Tuesday, 20 June 2017

Victoria's secret

When a 21st Century person describes living, or working conditions as "Victorian", you can be pretty sure it's not meant as a complement. Think dark satanic mills and stunted, malnourished workers subsisting on thin gruel.

But maybe we need to re-examine our preconceptions, at least if we're comparing life today with life in the mid-Victorian period (1850-1880):
Analysis of the mid-Victorian period in the U.K. reveals that life expectancy at age 5 was as good or better than exists today, and the incidence of degenerative disease was 10% of ours...

...contrary to historical tradition, we argue in this paper, using a range of historical evidence ... Britain and its world-dominating empire were supported by a workforce, an army and a navy comprised of individuals who were healthier, fitter and stronger than we are today...

...Our recent research indicates that the mid-Victorians’ good health was entirely due to their superior diet. This period was, nutritionally speaking, an island in time; one that was created and subsequently squandered by economic and political forces...
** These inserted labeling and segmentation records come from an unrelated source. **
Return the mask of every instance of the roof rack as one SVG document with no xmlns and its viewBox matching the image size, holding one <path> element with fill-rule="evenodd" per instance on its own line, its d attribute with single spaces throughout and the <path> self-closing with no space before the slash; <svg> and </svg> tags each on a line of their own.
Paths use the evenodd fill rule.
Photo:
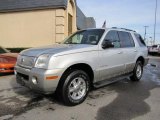
<svg viewBox="0 0 160 120">
<path fill-rule="evenodd" d="M 127 31 L 133 31 L 136 32 L 135 30 L 131 30 L 131 29 L 126 29 L 126 28 L 117 28 L 117 27 L 112 27 L 113 29 L 123 29 L 123 30 L 127 30 Z"/>
</svg>

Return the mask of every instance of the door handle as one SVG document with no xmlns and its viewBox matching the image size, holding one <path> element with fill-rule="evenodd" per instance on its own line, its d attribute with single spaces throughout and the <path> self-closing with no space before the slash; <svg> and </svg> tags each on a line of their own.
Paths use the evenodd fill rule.
<svg viewBox="0 0 160 120">
<path fill-rule="evenodd" d="M 122 54 L 122 53 L 123 53 L 122 51 L 118 52 L 118 54 Z"/>
</svg>

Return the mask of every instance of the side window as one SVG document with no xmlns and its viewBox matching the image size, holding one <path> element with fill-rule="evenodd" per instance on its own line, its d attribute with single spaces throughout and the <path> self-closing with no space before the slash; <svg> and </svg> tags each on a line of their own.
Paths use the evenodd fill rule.
<svg viewBox="0 0 160 120">
<path fill-rule="evenodd" d="M 80 34 L 77 34 L 72 37 L 72 43 L 81 43 L 83 36 Z"/>
<path fill-rule="evenodd" d="M 134 34 L 134 35 L 135 35 L 135 37 L 136 37 L 136 39 L 137 39 L 137 41 L 138 41 L 138 44 L 139 44 L 141 47 L 146 46 L 144 40 L 142 39 L 142 37 L 141 37 L 139 34 Z"/>
<path fill-rule="evenodd" d="M 111 41 L 112 44 L 114 45 L 114 48 L 120 48 L 120 40 L 117 31 L 115 30 L 109 31 L 104 40 Z"/>
<path fill-rule="evenodd" d="M 124 47 L 134 47 L 135 46 L 134 40 L 130 33 L 119 31 L 118 34 L 119 34 L 119 39 L 121 42 L 121 47 L 124 48 Z"/>
</svg>

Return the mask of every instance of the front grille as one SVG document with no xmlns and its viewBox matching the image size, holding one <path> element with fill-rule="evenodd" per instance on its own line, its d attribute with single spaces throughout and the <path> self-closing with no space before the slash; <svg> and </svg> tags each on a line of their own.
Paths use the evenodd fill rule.
<svg viewBox="0 0 160 120">
<path fill-rule="evenodd" d="M 28 81 L 29 80 L 29 76 L 28 75 L 24 75 L 22 73 L 17 73 L 17 79 Z"/>
<path fill-rule="evenodd" d="M 21 67 L 32 68 L 34 67 L 35 58 L 29 56 L 19 56 L 17 59 L 17 64 Z"/>
</svg>

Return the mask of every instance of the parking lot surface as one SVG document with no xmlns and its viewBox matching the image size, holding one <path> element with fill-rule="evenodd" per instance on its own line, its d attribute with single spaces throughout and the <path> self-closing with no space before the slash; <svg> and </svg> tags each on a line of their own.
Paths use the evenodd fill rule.
<svg viewBox="0 0 160 120">
<path fill-rule="evenodd" d="M 128 78 L 92 90 L 84 103 L 68 107 L 0 76 L 0 120 L 159 120 L 160 57 L 150 57 L 140 82 Z"/>
</svg>

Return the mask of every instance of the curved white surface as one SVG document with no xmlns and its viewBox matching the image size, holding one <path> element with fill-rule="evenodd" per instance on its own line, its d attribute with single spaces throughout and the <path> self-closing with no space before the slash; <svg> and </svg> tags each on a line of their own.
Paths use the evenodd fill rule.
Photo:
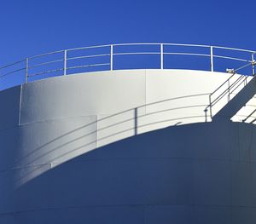
<svg viewBox="0 0 256 224">
<path fill-rule="evenodd" d="M 247 196 L 244 201 L 236 198 L 236 193 L 247 189 L 254 193 L 253 188 L 247 188 L 250 181 L 254 184 L 250 179 L 252 172 L 247 176 L 246 187 L 233 189 L 233 196 L 225 194 L 230 191 L 230 184 L 242 182 L 247 169 L 255 170 L 253 125 L 204 123 L 205 106 L 189 107 L 208 105 L 207 94 L 229 76 L 184 70 L 113 71 L 49 78 L 0 92 L 0 102 L 5 105 L 0 110 L 0 144 L 3 146 L 0 148 L 0 222 L 34 223 L 32 217 L 47 214 L 42 219 L 44 222 L 49 221 L 46 217 L 52 217 L 52 223 L 65 223 L 68 219 L 64 215 L 65 210 L 73 212 L 69 206 L 75 208 L 70 217 L 74 219 L 75 214 L 80 214 L 81 218 L 85 212 L 89 216 L 95 215 L 89 218 L 91 223 L 102 221 L 96 221 L 96 214 L 112 217 L 120 212 L 117 220 L 130 216 L 136 217 L 130 220 L 133 223 L 157 223 L 157 215 L 160 217 L 163 213 L 168 216 L 171 211 L 174 215 L 179 210 L 182 218 L 194 210 L 198 214 L 195 215 L 196 220 L 201 210 L 207 210 L 211 215 L 204 221 L 209 221 L 214 212 L 230 217 L 226 214 L 240 210 L 240 206 L 253 210 L 254 202 L 247 201 Z M 200 95 L 182 98 L 194 95 Z M 177 99 L 140 106 L 170 98 Z M 222 104 L 226 102 L 224 99 Z M 170 110 L 177 107 L 180 108 Z M 170 132 L 168 129 L 158 130 L 108 145 L 149 130 L 192 123 L 204 123 L 173 127 Z M 150 144 L 146 144 L 147 139 Z M 91 152 L 91 154 L 85 153 L 99 147 L 102 148 Z M 114 152 L 111 152 L 113 147 L 116 148 Z M 65 163 L 70 160 L 71 163 Z M 231 160 L 235 162 L 230 163 Z M 252 163 L 249 167 L 248 162 Z M 204 173 L 206 168 L 208 171 Z M 230 178 L 236 178 L 236 171 L 241 172 L 241 178 L 232 179 L 233 181 Z M 169 177 L 177 181 L 177 185 L 172 185 Z M 156 185 L 150 188 L 152 181 Z M 166 181 L 173 191 L 166 190 Z M 201 181 L 203 184 L 198 186 Z M 218 187 L 219 183 L 224 187 L 208 198 L 207 191 Z M 96 184 L 100 187 L 93 192 Z M 189 194 L 191 184 L 195 186 Z M 83 189 L 86 189 L 84 196 L 79 195 Z M 95 197 L 90 198 L 90 192 L 96 193 Z M 195 198 L 188 196 L 191 199 L 188 201 L 184 192 Z M 137 207 L 130 210 L 127 206 L 131 204 Z M 191 204 L 197 207 L 191 208 Z M 100 211 L 84 209 L 90 205 L 98 206 Z M 109 213 L 102 206 L 110 206 Z M 218 208 L 214 211 L 209 206 Z M 55 215 L 49 214 L 49 208 L 58 208 L 63 218 L 57 221 Z M 79 212 L 79 208 L 84 211 Z M 145 217 L 140 218 L 143 214 L 148 214 L 147 221 Z M 253 221 L 254 214 L 251 211 Z M 244 213 L 241 215 L 245 216 Z M 166 220 L 170 221 L 172 218 Z M 180 223 L 187 223 L 188 220 Z M 219 220 L 215 221 L 221 223 Z M 43 221 L 38 223 L 44 223 Z"/>
</svg>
...with the exception of family planning, the vast edifice of twentieth century healthcare has not enabled us to live longer but has in the main merely supplied methods of suppressing the symptoms of degenerative diseases which have emerged due to our failure to maintain mid-Victorian nutritional standards.
How the Mid-Victorians Worked, Ate and Died, by Paul Clayton and Judith Rowbotham

Clayton and Rowbotham seem to have identified a Goldilocks period. Before the 1850s, the Corn Laws and the crop blights of the Hungry Forties kept many people too hungry to be healthy. After about 1880, a move towards cheap, low-quality foods (fatty canned meats, cheap sugar, all manner of adulteration of basic foodstuffs, etc), along with cheap booze and that new, convenient, nicotine delivery system, the cigarette, meant that many people were ingesting too much unhealthy stuff to stay well.

Add the mid-Victorians' high levels of physical activity to their wholesome food, and you're looking at a recipe for a fairly healthy life. Something to ponder, as you pour some milk onto your sugary processed breakfast cereal before a sedentary day involving way too much screen time.